High-performance services, such as AI and High-Performance Computing (HPC), are increasingly dependent on networks. A lossless network’s congestion control algorithm requires collaboration between network adapters and networks themselves. As such, from the beginning of network design, it is necessary to quickly and accurately learn the real-time status of network-wide devices and links during Operations and Maintenance (O&M) to support stable service operation and expansion. Optical fiber transmission systems with multi-wavelength multiplexing are widely used in DCI. The service provisioning and maintenance modes of optical systems differ from those of digital networks, and operators usually have large teams of skilled personnel ensuring optical network maintenance. Conversely, in the Internet Service Provider (ISP) and finance industries, the required experience and skills of IT personnel who construct and maintain data center networks are much lower. Rapid service provisioning and accurate troubleshooting are key challenges for such industries. With the massive growth of data center construction, DCI requirements increase on a large scale. This has become one of the key bottlenecks in data center development.
1. The introduction of automatic planning, automatic configuration, and intelligent alarm analysis systems helps to simplify DCI system O&M.
As cloud services are quickly developed and rolled out, network reconstruction and expansion has become more frequent. Traditional WDM device installation, fiber connection, configuration, and commissioning require professional planning and configuration. The automatic planning and configuration system frees O&M personnel from complex and professional site deployment, ensures automatic and efficient deployment, and supports quick service cloudification as well as frequent capacity expansion. Compared with manual configuration, automatic configuration greatly improves rollout efficiency and configuration accuracy. To illustrate, the probability of errors in traditional manual fiber connections can often reach 5%, and services become unavailable when fiber is connected incorrectly. Moreover, troubleshooting, cross-checking, and verification are time-consuming and labor-intensive tasks.
2. Intelligent O&M systems replace traditional network management, implementing proactive O&M for data centers.

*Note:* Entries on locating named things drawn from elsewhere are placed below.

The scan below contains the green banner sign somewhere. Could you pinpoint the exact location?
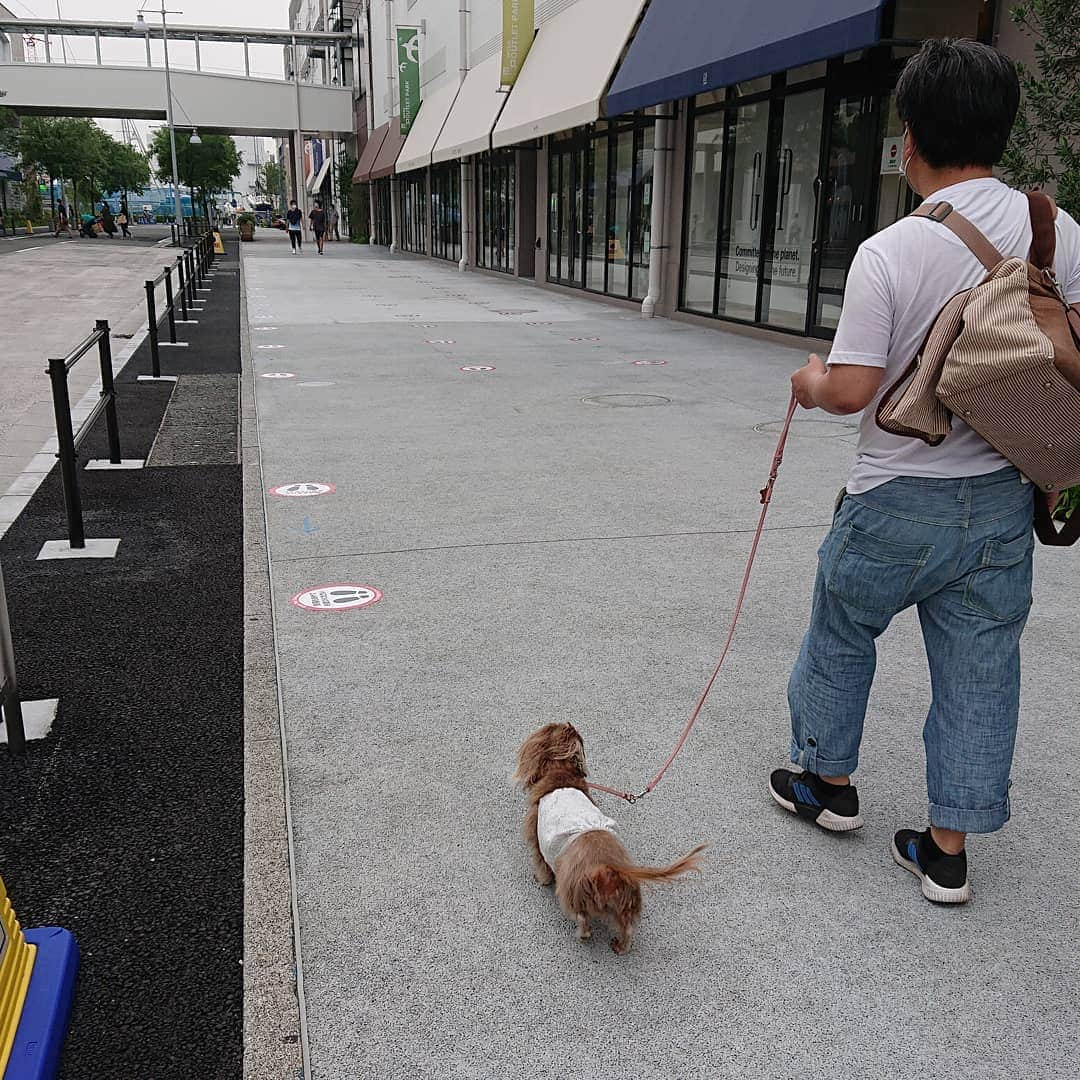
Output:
[397,26,420,135]
[499,0,536,86]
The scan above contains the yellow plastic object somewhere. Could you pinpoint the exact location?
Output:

More and more applications are being run on the cloud, and data centers, as key infrastructures for digitalization, are therefore extremely important. Any fault that occurs in DCI often has a severe impact. DCI introduces efficient and intelligent O&M, transforming — optimizing —O&M from manual to automatic, from passive to active. Compared with traditional network monitoring systems, intelligent O&M systems use built-in optical sensors to implement optical network global visualization (including optical fibers and optical transmission devices). In addition, intelligent O&M systems provide warnings about changes in an optical network’s health, especially physical parameters such as optical power attenuation and optical wavelength drift; they automatically analyze and filter alarms as well as automatically determine the root causes of faults based on the experience library. These features ensure the network failure rate is reduced and network availability is greatly improved.
Summary: Data center network O&M urgently needs automatic configuration and maintenance tools to adjust configurations in real time, quickly locate faults, and simplify network O&M of lossless networks, thereby supporting rapid development of data center services in the cloud era.